The regulatory mechanisms by which NKX2-1 activates expression of these genes had previously been investigated by focusing on the proximal promoter (upstream) regions using gel-shift and plasmid-based reporter assays, which do not provide a chromatin-based and genome-wide mechanism of gene regulation. Subsequently, we used the ChIP (chromatin immunoprecipitation)-seq assay to determine unbiased genome-wide NKX2-1 binding sites in human lung epithelial cells27. ChIP-seq analysis by us and others indicated that NKX2-1 bound to not only proximal upstream regions but also distal upstream and/or downstream regions as well as intronic regions and intergenic regions in the genome27,28,29,32. Although ChIP-seq can reveal where NKX2-1 binds in the genome, it does not indicate whether NKX2-1-binding sites are functionally important or not. The ability to determine the functional relevance of transcription factor-binding sites has recently been achieved using CRISPR/Cas9 technology. Mansour and colleagues using a CRISPR/Cas9-mediated deletion approach, deleted a transcription factor MYB-binding site (identified by ChIP-seq) between TAL1 and STIL, and showed that the MYB-binding site is required for the expression of TAL133. We have previously used the same approach and determined that a transcription factor SPDEF-binding site (identified by ChIP-seq) between MUC5AC and MUC5B is required for the expression of MUC5B30. We have also recently used a modified CRISPR/Cas9 technology (CRISPRi) that carries a deactivated Cas9 fused to the repressor KRAB (CRISPR/dCas9-KRAB) to repress the transcription of genes without creating DNA double-stranded breaks.
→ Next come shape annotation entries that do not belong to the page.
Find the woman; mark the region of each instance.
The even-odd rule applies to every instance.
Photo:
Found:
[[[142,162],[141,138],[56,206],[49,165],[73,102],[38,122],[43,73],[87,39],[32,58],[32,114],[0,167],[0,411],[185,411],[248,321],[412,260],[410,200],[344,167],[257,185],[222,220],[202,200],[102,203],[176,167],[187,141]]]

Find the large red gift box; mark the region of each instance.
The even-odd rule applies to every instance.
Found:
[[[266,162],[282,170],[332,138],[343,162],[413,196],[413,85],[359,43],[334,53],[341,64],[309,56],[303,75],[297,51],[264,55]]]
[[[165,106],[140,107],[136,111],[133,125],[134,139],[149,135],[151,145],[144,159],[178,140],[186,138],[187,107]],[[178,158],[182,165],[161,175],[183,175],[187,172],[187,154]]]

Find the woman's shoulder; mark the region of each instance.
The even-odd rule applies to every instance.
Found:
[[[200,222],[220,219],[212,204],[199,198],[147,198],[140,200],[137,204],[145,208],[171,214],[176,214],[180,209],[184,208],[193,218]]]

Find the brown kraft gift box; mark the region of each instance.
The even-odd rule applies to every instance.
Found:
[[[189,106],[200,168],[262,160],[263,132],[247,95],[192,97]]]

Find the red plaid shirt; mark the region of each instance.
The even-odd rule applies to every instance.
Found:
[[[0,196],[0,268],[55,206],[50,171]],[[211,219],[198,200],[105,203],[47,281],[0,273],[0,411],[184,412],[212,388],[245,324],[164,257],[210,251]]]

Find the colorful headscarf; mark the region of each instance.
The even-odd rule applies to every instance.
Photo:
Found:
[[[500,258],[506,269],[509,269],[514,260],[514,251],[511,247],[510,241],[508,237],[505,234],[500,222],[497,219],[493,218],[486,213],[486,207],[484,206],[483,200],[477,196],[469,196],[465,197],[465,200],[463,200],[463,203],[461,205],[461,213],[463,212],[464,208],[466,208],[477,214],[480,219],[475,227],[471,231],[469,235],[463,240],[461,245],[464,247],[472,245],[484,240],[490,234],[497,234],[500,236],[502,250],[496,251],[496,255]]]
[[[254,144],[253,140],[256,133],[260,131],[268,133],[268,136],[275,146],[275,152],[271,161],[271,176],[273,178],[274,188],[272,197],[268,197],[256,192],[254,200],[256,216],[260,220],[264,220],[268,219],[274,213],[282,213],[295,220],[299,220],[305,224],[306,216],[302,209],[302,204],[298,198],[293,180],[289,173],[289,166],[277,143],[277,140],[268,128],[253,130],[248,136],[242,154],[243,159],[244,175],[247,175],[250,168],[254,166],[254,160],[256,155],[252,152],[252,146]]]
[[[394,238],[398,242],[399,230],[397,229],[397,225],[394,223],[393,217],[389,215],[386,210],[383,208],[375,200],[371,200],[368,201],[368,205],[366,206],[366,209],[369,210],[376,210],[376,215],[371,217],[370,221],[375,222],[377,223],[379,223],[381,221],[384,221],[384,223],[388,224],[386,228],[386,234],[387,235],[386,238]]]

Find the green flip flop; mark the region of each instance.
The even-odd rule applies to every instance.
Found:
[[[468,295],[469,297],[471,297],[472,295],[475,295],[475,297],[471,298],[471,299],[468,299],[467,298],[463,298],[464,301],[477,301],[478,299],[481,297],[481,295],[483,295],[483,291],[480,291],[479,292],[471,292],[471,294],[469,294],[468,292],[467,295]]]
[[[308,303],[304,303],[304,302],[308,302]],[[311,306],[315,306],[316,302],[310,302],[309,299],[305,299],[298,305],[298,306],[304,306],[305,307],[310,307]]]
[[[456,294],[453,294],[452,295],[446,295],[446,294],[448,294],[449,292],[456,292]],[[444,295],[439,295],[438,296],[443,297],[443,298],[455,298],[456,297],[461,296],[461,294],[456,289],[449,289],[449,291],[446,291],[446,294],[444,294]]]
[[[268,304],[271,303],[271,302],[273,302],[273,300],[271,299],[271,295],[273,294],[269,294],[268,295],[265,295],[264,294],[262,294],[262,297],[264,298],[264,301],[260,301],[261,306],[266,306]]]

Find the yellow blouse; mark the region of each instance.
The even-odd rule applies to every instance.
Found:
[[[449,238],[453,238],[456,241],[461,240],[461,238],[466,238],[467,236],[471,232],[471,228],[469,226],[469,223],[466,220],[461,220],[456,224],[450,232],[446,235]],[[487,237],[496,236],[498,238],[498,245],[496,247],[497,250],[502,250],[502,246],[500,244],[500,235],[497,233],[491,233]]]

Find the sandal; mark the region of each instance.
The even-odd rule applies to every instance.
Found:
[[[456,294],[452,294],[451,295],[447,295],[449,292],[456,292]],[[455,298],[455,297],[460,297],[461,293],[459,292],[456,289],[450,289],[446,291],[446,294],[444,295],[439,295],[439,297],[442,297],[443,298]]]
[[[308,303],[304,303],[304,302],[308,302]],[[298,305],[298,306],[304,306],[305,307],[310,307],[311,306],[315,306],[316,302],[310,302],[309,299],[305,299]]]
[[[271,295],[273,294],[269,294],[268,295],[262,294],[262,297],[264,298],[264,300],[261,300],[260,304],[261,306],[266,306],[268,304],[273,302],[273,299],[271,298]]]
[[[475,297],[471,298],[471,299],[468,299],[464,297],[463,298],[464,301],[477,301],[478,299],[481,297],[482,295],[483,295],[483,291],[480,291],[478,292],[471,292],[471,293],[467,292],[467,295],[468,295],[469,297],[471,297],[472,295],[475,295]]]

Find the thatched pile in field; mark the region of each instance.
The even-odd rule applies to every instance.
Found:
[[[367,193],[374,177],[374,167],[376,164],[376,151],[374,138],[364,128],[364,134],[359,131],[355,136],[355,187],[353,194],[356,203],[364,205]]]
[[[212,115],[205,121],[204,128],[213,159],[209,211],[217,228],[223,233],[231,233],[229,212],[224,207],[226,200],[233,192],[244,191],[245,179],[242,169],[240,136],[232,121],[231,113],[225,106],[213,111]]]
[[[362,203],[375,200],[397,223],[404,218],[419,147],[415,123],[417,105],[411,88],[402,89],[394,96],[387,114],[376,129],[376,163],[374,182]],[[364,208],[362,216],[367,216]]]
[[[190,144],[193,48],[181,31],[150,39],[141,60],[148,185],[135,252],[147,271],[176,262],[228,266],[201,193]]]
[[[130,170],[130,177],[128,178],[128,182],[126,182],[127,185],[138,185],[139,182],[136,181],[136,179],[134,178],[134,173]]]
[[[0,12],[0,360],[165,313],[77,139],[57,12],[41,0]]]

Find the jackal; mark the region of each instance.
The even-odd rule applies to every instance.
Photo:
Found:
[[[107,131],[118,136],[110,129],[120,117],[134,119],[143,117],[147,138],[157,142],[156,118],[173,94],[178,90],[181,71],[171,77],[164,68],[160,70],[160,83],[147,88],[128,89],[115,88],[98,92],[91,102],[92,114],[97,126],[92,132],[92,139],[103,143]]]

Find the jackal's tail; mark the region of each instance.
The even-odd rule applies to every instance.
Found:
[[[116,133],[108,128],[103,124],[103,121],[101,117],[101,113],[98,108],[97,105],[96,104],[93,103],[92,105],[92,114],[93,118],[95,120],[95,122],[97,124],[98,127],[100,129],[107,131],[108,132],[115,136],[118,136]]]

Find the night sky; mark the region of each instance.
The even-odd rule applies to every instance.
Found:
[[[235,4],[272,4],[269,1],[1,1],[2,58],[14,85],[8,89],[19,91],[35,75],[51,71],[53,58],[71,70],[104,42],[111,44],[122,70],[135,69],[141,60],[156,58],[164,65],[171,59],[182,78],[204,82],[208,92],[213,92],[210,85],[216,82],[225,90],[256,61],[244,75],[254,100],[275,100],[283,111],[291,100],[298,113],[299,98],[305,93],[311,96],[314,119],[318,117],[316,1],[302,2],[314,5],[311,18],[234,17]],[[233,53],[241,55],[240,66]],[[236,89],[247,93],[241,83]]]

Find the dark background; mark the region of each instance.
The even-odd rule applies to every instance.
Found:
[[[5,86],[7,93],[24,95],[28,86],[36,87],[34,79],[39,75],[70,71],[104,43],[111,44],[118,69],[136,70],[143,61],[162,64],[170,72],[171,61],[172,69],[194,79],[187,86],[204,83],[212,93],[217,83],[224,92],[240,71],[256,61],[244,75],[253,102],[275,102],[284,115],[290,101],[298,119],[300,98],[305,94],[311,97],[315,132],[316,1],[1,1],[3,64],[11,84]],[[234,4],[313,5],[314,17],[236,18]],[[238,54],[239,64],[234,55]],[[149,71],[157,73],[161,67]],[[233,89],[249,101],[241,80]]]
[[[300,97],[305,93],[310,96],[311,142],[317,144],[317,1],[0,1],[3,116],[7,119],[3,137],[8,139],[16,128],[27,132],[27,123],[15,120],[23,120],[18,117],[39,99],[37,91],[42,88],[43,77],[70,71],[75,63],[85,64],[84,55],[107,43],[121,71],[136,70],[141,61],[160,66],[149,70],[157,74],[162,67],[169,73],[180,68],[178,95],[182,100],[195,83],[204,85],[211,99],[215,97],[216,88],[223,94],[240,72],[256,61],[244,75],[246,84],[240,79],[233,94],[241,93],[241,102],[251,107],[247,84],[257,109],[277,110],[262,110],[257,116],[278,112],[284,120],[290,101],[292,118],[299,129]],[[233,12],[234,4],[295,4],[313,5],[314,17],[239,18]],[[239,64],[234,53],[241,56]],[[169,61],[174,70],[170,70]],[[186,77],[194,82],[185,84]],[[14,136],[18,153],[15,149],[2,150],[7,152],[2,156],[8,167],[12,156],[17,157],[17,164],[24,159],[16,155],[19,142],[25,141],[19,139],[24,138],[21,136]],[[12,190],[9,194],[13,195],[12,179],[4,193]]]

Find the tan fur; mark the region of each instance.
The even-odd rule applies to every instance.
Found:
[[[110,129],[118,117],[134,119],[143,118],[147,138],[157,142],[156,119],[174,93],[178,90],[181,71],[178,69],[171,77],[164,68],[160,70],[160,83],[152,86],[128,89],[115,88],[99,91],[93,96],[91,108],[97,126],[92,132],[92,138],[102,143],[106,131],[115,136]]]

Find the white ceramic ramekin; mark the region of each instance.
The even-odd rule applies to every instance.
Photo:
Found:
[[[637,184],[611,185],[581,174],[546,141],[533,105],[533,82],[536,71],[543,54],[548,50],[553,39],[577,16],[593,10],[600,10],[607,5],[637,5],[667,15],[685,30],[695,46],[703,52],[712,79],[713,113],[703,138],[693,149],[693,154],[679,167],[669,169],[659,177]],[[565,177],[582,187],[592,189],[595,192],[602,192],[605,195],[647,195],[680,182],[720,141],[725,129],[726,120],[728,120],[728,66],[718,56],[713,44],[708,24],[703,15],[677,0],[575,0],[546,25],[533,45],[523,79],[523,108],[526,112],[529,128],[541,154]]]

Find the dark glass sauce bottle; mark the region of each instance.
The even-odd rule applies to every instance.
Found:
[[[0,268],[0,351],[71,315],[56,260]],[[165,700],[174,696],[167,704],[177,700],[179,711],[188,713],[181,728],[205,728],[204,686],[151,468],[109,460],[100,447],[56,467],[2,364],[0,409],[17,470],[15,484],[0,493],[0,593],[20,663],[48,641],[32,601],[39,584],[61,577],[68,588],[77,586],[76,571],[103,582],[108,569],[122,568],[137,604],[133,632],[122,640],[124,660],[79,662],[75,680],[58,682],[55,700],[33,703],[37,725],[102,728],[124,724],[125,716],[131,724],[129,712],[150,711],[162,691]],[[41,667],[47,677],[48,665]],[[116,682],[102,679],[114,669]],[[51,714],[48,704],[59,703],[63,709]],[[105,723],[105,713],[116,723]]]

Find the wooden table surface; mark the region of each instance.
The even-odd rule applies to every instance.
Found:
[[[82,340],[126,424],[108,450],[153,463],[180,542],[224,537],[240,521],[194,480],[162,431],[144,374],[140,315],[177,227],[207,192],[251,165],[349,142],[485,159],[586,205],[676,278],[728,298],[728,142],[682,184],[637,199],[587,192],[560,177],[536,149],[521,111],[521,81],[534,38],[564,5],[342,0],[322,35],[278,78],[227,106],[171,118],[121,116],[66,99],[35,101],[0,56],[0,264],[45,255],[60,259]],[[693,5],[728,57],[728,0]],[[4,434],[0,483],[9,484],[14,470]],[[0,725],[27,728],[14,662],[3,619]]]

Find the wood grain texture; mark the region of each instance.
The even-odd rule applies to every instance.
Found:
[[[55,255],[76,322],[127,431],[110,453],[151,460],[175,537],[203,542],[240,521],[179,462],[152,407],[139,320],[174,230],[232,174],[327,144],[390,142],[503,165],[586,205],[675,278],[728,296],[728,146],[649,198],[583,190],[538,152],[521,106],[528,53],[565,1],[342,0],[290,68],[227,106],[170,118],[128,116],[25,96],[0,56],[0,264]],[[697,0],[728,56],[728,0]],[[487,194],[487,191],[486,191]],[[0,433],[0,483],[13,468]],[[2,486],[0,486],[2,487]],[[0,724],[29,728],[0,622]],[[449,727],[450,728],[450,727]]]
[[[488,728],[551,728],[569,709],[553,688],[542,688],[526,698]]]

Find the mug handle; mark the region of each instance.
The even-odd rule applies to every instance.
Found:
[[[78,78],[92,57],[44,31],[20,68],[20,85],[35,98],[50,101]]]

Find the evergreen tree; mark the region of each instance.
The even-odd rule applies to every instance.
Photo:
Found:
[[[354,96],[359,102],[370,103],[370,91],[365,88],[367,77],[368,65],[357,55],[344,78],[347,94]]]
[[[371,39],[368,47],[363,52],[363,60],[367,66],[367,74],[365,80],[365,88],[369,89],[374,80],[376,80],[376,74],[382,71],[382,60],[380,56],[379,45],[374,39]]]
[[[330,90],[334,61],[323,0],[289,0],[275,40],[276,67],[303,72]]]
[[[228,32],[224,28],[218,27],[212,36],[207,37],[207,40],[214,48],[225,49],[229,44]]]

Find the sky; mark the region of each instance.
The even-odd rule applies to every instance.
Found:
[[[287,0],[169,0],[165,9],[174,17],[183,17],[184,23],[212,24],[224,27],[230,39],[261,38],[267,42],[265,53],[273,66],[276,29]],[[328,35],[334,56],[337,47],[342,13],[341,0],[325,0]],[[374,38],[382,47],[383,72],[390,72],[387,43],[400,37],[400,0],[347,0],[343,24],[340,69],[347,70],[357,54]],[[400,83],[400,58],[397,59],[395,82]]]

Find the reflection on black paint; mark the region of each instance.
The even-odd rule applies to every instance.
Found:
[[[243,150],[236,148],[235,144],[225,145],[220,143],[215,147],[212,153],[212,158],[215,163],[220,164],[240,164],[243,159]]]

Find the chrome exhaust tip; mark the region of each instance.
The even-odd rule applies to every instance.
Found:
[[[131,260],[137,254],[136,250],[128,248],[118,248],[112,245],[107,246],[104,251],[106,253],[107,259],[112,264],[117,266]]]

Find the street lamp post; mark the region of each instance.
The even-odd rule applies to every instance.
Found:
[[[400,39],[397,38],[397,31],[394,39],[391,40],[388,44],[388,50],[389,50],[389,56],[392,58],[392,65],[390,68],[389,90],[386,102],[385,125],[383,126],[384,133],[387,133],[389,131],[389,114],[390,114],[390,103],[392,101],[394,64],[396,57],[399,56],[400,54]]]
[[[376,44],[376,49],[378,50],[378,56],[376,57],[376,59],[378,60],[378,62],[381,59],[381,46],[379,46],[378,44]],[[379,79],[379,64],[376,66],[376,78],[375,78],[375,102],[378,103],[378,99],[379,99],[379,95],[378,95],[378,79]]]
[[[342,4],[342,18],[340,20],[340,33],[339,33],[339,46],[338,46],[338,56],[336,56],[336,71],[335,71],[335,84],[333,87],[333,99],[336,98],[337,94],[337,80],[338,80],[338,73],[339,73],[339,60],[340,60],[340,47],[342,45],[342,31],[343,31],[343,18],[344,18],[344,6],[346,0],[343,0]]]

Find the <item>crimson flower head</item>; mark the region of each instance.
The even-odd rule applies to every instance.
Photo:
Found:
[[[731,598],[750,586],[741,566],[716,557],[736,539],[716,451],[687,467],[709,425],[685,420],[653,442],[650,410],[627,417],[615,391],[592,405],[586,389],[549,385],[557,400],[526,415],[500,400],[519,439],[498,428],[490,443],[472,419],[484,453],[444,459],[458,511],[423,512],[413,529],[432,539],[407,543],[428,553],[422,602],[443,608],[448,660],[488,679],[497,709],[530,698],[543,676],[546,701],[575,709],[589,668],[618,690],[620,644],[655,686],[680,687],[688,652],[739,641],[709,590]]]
Gene-regulatory regions in the genome that are targeted by CRISPRi are selected by 20-mer sgRNA target sequences34,35. We thus targeted the SPDEF-binding region and found that the CRISPRi approach is more streamlined than the CRISPR/Cas9-mediated deletion approach since cell cloning is not required in CRISPRi36. In the present study, using the CRISPRi approach, we set out to determine whether NKX2-1-binding sites that were previously identified by ChIP-seq are indispensable for the expression of NKX2-1 downstream target genes, including SFTPB, LAMP3, SFTPA1, SFTPA2, MYBPH, LMO3, and CD274/PD-L1, that are involved in breathing, innate defense, and tumorigenesis (Fig. 1).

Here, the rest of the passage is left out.